According to the definition of crypto assets in the German Banking Act (KWG) that has been introduced in early 2020, crypto assets are defined as digital representations of value that are neither issued nor guaranteed by a central bank nor any other public authority and that do not possess the legal status of currency or money, but are accepted by natural or legal persons as a means of exchange or payment on basis of an agreement or actual practice or which serves investment purposes and which can be stored, traded and transferred electronically. According to the unambiguous wording of the law, digital representations of value that possess the status of a legal tender are not covered by the definition. Therefore, the legal consequence from a German regulatory point of view would be that when the new legislation comes into effect in El Salvador, Bitcoin can no longer qualify as a crypto asset in the sense of the KWG. As this result will most probably not be intended by neither the German legislator nor by the competent supervisory authority it will be important to wait and see how BaFin positions in this matter. 



Even though the wording of the definition of crypto assets in the KWG seems to be unambiguous, Bitcoin will remain a regulated financial instrument under German law in the form of a unit of account. BaFin never gave up their long-standing administrative practice, according to which Bitcoin and comparable cryptocurrencies qualify as units of account and consequently as a financial instrument. The German legislator also emphasized in the legislative materials when introducing crypto assets into the catalogue of financial instruments in the KWG that in their view the aforementioned administrative practice is legitimate and legally sound. Therefore, Bitcoins will remain regulated financial instruments in the form of units of account under the German supervisory regulations, even though they might no longer qualify as crypto assets in the future.        

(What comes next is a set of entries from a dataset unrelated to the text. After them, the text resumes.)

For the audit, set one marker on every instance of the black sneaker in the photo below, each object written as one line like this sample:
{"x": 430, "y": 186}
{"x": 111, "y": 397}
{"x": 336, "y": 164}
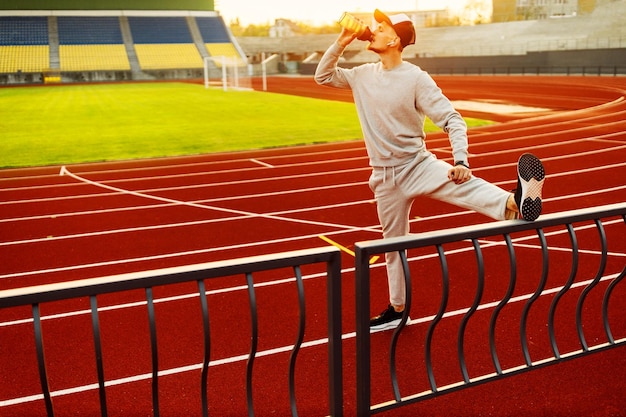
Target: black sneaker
{"x": 388, "y": 319}
{"x": 530, "y": 178}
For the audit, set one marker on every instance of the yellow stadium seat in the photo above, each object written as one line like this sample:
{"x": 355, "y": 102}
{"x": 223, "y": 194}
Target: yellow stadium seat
{"x": 24, "y": 58}
{"x": 93, "y": 58}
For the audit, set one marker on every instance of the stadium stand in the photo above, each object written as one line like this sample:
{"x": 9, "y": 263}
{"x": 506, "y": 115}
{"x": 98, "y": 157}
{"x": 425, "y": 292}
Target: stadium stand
{"x": 103, "y": 45}
{"x": 23, "y": 44}
{"x": 90, "y": 43}
{"x": 164, "y": 43}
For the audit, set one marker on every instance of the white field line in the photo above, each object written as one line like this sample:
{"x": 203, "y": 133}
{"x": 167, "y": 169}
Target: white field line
{"x": 619, "y": 146}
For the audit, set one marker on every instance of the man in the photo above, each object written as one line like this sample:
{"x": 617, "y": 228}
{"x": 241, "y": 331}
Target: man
{"x": 392, "y": 99}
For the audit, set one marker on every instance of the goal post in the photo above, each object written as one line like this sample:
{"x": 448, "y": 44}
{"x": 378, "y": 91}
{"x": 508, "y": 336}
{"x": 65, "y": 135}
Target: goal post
{"x": 227, "y": 72}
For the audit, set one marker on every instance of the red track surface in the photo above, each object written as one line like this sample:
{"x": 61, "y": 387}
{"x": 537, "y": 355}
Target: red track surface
{"x": 58, "y": 228}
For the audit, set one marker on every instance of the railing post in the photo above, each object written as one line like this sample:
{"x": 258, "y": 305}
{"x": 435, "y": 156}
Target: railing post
{"x": 335, "y": 359}
{"x": 363, "y": 371}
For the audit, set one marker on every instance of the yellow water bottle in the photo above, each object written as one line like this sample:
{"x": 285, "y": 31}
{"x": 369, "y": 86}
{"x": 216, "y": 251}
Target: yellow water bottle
{"x": 354, "y": 25}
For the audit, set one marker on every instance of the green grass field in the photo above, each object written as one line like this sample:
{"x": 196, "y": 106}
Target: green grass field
{"x": 87, "y": 123}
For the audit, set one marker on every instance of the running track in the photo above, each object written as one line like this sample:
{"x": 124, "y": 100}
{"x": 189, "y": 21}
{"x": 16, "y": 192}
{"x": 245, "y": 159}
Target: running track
{"x": 109, "y": 218}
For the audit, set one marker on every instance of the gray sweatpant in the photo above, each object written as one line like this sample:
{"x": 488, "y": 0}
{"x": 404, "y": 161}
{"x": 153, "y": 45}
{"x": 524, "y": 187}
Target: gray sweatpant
{"x": 395, "y": 188}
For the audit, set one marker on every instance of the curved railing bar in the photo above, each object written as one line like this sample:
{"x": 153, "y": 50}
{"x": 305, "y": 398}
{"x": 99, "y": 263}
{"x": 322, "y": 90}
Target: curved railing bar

The financial service of crypto custodian service that was also introduced into the KWG early 2020 is conducted where a customer is offered the safeguarding or management of crypto assets respectively the private keys relating to crypto assets. Whoever intends to offer such services in Germany requires a prior authorization of BaFin. According to the legal definition, crypto custody services as an activity which is subject to authorization can only relate to crypto assets. Custody services relating to other financial instruments therefore do not qualify as crypto custodian service. Most importantly, custody services relating to units of account do not constitute a crypto custodian service, which was one of the major motivations for regulating the activity by introducing the crypto custody business in 2020. Strictly speaking, the custody of Bitcoins or private keys related to Bitcoins for a third party can therefore no longer constitute a crypto custody service when respecting the wording of the law. However, the question of how and to what extent the legislative decision in El Salvador affects German regulatory law is up to BaFin in the first place, even though it may be tested by the competent administrative courts at a second stage. The assessment and interpretation of the matter by BaFin should therefore be waited for.

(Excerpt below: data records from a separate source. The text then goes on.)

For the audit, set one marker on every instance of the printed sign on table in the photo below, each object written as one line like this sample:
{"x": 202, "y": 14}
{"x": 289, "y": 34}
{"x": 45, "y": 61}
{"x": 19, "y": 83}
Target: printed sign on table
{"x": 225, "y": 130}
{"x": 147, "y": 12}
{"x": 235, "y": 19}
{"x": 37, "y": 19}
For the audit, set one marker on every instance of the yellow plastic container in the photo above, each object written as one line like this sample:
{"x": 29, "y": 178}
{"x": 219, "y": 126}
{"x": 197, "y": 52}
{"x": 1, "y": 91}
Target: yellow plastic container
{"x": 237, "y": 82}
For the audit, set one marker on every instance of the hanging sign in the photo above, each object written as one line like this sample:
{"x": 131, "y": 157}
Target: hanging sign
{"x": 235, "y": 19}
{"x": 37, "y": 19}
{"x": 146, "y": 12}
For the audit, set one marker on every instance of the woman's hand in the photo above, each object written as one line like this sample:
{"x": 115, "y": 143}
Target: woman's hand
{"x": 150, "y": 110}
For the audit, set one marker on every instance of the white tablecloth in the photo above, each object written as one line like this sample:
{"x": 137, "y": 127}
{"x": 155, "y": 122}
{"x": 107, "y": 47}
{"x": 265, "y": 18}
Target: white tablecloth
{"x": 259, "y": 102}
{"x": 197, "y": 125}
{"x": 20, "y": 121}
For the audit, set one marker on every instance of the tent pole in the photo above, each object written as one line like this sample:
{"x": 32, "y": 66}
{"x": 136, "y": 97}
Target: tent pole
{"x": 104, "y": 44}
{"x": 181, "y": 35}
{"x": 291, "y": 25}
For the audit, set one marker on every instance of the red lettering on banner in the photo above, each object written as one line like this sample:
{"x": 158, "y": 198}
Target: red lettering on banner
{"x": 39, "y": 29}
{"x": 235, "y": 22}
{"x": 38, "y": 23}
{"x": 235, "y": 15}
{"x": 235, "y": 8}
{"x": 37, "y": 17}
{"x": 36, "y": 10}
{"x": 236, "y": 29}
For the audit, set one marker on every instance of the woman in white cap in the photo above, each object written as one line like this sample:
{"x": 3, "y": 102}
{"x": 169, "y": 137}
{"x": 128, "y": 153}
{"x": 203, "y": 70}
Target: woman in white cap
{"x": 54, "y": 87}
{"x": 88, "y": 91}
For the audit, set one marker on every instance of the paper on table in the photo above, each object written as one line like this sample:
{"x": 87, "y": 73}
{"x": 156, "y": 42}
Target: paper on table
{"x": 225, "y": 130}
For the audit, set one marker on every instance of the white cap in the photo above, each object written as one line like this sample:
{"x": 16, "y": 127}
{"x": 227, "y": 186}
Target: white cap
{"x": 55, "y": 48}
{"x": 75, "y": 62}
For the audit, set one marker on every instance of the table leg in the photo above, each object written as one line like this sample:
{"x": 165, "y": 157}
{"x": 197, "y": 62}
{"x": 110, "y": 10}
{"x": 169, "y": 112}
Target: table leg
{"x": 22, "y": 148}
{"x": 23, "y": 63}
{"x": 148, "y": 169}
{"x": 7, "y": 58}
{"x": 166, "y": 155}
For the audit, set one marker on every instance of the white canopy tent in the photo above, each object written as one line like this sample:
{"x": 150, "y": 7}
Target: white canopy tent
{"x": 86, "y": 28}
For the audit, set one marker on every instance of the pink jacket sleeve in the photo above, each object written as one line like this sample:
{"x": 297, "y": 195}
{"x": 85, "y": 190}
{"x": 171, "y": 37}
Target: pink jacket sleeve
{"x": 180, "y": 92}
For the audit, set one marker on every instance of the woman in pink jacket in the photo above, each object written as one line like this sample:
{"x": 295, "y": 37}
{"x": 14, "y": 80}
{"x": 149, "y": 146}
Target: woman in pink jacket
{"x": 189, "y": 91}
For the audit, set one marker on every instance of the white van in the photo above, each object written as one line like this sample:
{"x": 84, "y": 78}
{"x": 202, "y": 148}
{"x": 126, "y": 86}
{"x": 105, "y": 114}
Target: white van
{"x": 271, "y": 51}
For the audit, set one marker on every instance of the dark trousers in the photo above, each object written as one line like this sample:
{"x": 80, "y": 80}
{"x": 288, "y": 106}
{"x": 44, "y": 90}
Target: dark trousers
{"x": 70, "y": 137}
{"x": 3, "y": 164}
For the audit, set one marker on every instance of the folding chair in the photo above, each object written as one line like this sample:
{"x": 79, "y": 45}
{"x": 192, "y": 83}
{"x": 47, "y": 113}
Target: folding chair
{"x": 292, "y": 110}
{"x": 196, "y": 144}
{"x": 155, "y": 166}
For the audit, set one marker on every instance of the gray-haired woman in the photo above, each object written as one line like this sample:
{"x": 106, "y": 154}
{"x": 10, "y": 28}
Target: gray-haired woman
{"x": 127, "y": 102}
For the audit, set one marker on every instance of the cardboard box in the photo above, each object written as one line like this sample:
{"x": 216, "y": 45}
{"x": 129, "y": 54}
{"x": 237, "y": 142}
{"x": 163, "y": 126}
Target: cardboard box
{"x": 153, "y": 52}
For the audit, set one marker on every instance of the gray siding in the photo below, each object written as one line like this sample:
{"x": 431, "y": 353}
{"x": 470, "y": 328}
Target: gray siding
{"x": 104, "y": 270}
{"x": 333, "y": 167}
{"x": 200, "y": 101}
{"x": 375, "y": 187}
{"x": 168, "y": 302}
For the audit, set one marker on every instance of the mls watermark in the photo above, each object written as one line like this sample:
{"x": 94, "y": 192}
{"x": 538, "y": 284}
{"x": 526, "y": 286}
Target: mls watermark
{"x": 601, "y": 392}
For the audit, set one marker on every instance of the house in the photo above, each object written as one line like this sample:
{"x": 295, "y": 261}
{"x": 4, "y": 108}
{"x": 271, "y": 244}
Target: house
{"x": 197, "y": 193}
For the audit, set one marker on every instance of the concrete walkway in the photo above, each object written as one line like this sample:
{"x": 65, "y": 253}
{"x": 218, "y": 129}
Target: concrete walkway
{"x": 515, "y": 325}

The German definition of crypto assets is based on the definition of virtual currencies from the so-called fifth Directive on Anti Money Laundering, which also requires the digital representation of value to not qualify as legal tender. Conversely, this means that a legal tender cannot be a virtual currency in the sense of this directive. The fifth Directive on Anti Money Laundering had to be transposed by the EU member states into national law by January 2020, meaning that El Salvador´s decision will most likely also stir a regulatory discussion throughout the rest of the continent. The whole subject illustrates that the European legislator chose a wording for the definition of virtual currencies which enables non-European countries to cause massive turbulences within the European crypto regulation. The European as well as the German Legislator should therefore swiftly take appropriate action to undo this mistake.